You could interpret this rise in credit card balances as just something of a return to normal, “people unleashing pent-up demand to travel and eat out,” said Ted Rossman at Bankrate.

In some ways, it’s good news for the economy that people are spending so much.

“We know that that powers about 70% of economic growth. And then also, they’re confident in making these purchases,” Rossman said.

During the height of the pandemic, a lot of people also used their stimulus checks to pay down credit card balances, said Joelle Scally at the New York Fed.

“And so we might be seeing some new accumulation of revolving balances on credit cards,” she said, now that there are no more stimulus checks and other COVID-19 relief, like enhanced unemployment benefits, and the expanded child tax credit has also ended.

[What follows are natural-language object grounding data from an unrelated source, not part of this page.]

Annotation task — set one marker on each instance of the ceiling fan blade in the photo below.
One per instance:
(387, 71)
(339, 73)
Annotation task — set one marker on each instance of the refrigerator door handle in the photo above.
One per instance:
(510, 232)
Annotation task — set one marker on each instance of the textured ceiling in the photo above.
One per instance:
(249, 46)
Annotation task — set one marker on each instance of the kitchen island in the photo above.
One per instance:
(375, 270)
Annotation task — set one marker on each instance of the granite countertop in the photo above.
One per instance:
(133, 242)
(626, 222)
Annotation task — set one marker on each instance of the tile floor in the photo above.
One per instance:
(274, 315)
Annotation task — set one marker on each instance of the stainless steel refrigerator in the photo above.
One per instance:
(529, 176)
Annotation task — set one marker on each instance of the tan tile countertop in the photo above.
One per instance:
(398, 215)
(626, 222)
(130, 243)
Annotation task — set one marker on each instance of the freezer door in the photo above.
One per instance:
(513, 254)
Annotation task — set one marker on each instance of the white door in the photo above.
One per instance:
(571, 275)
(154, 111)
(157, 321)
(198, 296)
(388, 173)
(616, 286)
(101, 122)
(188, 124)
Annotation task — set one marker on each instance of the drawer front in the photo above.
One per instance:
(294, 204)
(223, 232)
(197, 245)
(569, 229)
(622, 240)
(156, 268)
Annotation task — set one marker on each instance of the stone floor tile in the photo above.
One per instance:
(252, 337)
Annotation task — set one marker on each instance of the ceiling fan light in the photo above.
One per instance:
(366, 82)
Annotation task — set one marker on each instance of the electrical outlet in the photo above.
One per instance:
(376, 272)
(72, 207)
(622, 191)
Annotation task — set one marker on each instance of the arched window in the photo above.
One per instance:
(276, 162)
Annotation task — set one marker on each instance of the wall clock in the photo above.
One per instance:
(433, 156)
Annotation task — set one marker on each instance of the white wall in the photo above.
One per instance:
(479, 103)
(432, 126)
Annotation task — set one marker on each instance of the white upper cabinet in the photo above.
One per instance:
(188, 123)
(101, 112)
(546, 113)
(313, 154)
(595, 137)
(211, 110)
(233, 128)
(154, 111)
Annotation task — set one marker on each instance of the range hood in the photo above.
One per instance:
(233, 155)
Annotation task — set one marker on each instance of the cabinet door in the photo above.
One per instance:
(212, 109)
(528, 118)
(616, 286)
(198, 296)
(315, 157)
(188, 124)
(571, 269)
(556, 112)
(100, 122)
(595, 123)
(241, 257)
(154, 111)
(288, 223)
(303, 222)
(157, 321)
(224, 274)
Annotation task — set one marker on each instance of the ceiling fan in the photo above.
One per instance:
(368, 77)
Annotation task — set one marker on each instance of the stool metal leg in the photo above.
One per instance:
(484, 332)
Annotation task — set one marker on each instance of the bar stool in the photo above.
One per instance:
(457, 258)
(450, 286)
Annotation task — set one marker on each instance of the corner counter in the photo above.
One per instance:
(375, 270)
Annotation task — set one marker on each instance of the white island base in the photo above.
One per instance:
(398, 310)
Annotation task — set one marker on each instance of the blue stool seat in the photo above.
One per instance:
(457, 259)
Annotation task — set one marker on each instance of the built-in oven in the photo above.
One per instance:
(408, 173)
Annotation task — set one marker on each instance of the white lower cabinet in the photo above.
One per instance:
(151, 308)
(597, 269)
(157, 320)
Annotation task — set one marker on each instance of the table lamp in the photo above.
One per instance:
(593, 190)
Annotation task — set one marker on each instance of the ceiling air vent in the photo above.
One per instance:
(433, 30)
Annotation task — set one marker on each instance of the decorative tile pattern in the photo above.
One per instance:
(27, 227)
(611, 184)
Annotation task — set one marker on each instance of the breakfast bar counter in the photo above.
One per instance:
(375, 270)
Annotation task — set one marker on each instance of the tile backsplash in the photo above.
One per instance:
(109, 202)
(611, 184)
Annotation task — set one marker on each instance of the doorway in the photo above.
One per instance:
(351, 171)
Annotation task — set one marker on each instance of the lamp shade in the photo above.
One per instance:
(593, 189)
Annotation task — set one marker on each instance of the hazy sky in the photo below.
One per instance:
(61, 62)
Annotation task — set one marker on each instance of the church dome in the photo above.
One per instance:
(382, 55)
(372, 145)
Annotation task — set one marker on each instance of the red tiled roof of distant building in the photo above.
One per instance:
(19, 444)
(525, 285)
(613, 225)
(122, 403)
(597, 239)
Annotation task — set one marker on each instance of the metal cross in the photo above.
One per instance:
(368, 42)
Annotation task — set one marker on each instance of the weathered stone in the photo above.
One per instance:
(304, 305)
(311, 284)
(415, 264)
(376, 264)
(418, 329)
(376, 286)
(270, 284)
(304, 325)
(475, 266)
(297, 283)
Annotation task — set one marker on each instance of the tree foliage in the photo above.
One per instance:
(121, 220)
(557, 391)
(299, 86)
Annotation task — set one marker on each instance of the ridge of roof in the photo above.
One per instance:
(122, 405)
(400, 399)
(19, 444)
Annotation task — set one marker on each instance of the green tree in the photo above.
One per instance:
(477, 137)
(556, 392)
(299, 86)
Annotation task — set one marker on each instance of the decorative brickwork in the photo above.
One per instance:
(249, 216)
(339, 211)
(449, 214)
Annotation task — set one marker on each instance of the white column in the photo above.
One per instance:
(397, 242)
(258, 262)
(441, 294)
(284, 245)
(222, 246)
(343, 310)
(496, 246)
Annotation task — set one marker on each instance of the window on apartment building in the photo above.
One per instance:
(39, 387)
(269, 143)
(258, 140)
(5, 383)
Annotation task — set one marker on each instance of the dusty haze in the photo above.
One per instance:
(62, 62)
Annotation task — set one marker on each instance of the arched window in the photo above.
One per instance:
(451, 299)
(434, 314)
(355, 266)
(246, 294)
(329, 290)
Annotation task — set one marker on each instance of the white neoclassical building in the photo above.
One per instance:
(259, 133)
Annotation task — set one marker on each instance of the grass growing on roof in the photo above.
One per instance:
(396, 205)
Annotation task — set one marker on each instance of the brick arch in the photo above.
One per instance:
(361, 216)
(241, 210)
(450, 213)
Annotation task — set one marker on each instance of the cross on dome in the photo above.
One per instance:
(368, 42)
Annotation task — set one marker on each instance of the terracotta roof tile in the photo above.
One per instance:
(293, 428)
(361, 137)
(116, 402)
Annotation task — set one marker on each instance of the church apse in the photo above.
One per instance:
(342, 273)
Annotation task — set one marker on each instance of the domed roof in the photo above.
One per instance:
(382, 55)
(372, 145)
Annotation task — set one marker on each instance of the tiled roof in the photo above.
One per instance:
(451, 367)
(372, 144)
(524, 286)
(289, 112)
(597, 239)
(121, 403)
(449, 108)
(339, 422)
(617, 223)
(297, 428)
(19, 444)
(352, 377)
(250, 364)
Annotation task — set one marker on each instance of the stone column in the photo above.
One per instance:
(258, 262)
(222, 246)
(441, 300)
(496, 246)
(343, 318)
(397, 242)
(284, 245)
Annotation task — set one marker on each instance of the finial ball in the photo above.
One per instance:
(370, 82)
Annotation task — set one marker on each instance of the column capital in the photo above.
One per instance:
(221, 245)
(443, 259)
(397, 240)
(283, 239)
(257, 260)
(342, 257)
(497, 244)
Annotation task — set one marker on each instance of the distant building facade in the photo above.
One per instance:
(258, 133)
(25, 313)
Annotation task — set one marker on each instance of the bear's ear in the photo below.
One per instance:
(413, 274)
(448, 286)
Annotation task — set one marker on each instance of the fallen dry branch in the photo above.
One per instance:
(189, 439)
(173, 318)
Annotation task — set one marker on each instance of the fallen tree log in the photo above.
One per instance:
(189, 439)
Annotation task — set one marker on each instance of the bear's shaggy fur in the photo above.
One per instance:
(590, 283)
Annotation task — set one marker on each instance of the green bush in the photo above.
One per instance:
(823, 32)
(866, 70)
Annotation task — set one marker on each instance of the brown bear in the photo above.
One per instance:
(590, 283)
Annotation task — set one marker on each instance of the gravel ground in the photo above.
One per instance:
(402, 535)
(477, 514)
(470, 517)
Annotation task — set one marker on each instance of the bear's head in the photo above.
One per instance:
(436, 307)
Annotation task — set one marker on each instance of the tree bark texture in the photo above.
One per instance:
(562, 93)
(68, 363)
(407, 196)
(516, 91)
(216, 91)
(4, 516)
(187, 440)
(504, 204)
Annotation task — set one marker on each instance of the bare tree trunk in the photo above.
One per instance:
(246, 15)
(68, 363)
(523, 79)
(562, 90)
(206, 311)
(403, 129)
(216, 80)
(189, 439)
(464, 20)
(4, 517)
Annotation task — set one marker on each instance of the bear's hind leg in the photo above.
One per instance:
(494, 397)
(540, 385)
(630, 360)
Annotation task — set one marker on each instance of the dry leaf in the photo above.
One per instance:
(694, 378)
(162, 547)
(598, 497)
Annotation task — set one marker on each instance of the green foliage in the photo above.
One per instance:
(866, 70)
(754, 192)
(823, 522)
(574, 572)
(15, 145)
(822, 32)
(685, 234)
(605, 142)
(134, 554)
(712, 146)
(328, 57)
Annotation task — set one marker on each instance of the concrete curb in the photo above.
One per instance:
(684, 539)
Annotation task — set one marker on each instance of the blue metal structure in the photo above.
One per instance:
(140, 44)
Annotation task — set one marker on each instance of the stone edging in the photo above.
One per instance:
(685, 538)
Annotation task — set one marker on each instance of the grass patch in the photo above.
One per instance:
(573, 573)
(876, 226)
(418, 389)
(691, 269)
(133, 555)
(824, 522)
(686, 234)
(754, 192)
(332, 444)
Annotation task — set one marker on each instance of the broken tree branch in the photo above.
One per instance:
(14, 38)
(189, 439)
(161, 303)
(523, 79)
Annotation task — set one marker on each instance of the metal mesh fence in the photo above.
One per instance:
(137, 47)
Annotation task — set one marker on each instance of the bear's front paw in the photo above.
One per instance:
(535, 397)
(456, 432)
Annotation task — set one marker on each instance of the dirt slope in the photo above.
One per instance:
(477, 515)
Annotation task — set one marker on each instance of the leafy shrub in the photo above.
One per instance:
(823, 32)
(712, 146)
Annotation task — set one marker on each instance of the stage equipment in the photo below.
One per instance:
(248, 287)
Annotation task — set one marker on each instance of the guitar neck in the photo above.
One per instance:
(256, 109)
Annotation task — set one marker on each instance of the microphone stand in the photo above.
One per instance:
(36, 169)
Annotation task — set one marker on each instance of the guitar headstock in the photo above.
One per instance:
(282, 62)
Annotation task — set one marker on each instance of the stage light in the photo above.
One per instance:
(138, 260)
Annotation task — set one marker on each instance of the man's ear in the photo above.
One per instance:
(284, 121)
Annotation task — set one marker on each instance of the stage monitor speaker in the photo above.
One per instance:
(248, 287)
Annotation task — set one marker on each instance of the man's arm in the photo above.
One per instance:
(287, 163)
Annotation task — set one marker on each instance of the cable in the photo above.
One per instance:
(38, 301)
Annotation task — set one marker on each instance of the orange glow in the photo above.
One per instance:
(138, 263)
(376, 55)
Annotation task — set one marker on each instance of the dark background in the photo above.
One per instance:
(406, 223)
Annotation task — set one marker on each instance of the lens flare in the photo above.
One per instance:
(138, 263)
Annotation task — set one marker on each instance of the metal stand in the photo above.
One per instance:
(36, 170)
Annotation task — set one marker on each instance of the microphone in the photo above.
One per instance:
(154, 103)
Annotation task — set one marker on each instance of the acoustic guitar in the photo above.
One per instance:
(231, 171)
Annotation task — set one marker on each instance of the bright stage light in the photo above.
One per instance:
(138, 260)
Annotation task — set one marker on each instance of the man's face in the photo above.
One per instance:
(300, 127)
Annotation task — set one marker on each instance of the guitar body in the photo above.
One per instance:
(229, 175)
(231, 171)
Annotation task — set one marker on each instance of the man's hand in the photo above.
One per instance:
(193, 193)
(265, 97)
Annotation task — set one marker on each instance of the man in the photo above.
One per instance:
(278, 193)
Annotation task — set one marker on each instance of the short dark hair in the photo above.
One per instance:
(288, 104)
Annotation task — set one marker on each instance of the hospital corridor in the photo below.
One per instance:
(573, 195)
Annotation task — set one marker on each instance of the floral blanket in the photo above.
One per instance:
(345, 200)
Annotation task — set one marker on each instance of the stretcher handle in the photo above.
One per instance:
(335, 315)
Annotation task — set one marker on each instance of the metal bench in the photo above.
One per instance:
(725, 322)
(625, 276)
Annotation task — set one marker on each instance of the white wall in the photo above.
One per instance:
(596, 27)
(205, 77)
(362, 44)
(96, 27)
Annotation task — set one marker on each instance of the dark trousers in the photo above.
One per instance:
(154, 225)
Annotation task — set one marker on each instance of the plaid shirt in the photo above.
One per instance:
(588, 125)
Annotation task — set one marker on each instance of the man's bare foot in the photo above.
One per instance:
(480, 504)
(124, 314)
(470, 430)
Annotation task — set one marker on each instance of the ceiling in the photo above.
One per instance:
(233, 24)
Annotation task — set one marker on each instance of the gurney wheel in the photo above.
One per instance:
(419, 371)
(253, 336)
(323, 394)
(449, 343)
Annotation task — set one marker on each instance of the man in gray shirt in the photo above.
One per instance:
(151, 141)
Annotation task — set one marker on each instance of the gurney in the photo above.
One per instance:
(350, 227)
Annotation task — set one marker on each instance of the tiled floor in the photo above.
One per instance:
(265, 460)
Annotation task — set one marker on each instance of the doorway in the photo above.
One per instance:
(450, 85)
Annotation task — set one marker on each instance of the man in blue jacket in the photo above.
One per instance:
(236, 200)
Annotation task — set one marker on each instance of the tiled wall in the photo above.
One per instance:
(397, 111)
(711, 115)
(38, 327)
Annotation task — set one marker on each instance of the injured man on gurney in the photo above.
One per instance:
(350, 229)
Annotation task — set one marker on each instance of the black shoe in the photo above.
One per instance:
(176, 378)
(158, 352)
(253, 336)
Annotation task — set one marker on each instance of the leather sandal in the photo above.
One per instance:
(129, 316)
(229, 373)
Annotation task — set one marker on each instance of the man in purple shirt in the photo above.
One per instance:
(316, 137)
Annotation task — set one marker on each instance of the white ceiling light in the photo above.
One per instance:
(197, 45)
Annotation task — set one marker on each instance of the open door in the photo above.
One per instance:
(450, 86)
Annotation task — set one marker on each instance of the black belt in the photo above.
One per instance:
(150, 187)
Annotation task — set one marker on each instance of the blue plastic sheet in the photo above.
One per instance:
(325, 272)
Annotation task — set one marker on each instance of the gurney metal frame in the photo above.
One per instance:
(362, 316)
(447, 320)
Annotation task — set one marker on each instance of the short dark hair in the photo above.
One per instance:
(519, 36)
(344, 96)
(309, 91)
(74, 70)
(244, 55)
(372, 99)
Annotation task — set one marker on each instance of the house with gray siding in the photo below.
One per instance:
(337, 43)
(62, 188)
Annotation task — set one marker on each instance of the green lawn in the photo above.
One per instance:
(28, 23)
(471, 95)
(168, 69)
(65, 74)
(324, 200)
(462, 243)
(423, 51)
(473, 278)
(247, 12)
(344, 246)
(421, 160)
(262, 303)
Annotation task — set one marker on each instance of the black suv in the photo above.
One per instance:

“The other thing is that the prices of everything are higher now than they were a year ago. So we would also see the balances go up for that reason,” Scally said.

Even though people are carrying higher balances, most are keeping up with their monthly payments, Scally added.

But there has been a slight increase in the number of people who are more than 30 days behind. That concerns Chi Chi Wu at the National Consumer Law Center.

“When a credit account goes bad, the first sign you start to see is a 30-day delinquency, then a 60-day delinquency, then a 90 … and that’s when you know that that particular consumer is in a lot of financial distress.”

There’s another sign that low-income people, in particular, are starting to struggle more, said Meghan Greene at the Financial Health Network.

“The Consumer Financial Protection Bureau reported last week that low-income renters’ credit card debt increased by over 40% over the past year,” she said, and is now well above pre-pandemic levels.